On yıllar boyunca, Arap edebiyatında bu konuda birçok engel kondu ve İsrailli karakteri etrafında bir sis yaratıldı. Kanca burunlu, açgözlü ve bencil bir karaktere sahip Yahudi karikatürü klişe İsrailli karakteri oldu. Bu, karalama amaçlı olabilecek bir çarpıtmaydı ama aynı zamanda bu toplumun doğası ve üyelerinin bileşimi hakkında nesnel bir anlayıştan da yoksundu. Ülkeleri bir süredir İsrail ile ilişkilerini normalleştiren ülkelerde dahi bilim camiası ve seçkinleri, bu toplumun gerçekliğini bilmek için hiçbir çaba göstermedi. Hatta söz konusu ülkelerde toplumsal oluşumu ile eşi benzeri olmayan İsrail toplumunu tanımaya çalışan bazı görüş sahipleri sert saldırılara uğradılar ve mensubu oldukları kurum ve organizasyonlardan ihraç edildiler. Bu da diğerlerini bu popüler olmayan ve kompleks dosyaya yaklaşmaktan caydırdı.
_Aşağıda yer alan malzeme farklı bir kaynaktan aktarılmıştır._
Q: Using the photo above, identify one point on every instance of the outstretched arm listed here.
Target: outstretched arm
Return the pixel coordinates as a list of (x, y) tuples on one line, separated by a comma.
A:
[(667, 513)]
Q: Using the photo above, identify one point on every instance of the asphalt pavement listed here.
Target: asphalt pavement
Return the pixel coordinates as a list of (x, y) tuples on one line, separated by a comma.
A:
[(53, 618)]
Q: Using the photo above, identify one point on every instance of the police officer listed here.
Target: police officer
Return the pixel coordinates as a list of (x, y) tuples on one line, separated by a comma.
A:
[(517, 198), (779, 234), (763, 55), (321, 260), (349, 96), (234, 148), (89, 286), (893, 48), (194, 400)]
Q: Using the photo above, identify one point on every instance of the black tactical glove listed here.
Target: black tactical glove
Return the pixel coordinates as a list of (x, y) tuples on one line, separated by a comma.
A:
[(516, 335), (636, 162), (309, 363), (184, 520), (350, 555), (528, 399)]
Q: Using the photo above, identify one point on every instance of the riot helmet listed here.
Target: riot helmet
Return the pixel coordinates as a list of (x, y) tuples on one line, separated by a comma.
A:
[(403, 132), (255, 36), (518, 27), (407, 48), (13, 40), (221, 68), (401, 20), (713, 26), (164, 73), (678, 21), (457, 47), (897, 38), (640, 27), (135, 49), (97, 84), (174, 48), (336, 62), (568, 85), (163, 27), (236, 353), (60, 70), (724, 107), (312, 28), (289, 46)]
Öte yandan, Filistin toplumu dil, kültür, din ve gelenekler olsun hemen hemen her alandaki özdeşliğine rağmen, ne sağlam kolektif kurumlar inşa edebildi, ne de hukukun üstünlüğünü savundu. Böylece bölünmüş olanın birliği karşısında birlik olan bölündü! Bir savaşa girmek istiyorsanız, karşı karşıya olduğunuz durumu en doğru ve nesnel bilgiyle incelemelisiniz. Duygulara güvenmek sizi sadece yenilgiye götürür.
Son olarak, Netanyahu'yu devirmek için kurulan benzeri görülmemiş koalisyonun esasını, kendisi ile politik ihtilaf değil, kurumları çiğnemesi, yasaları hor görmesi ve küçümsemesi oluşturuyor.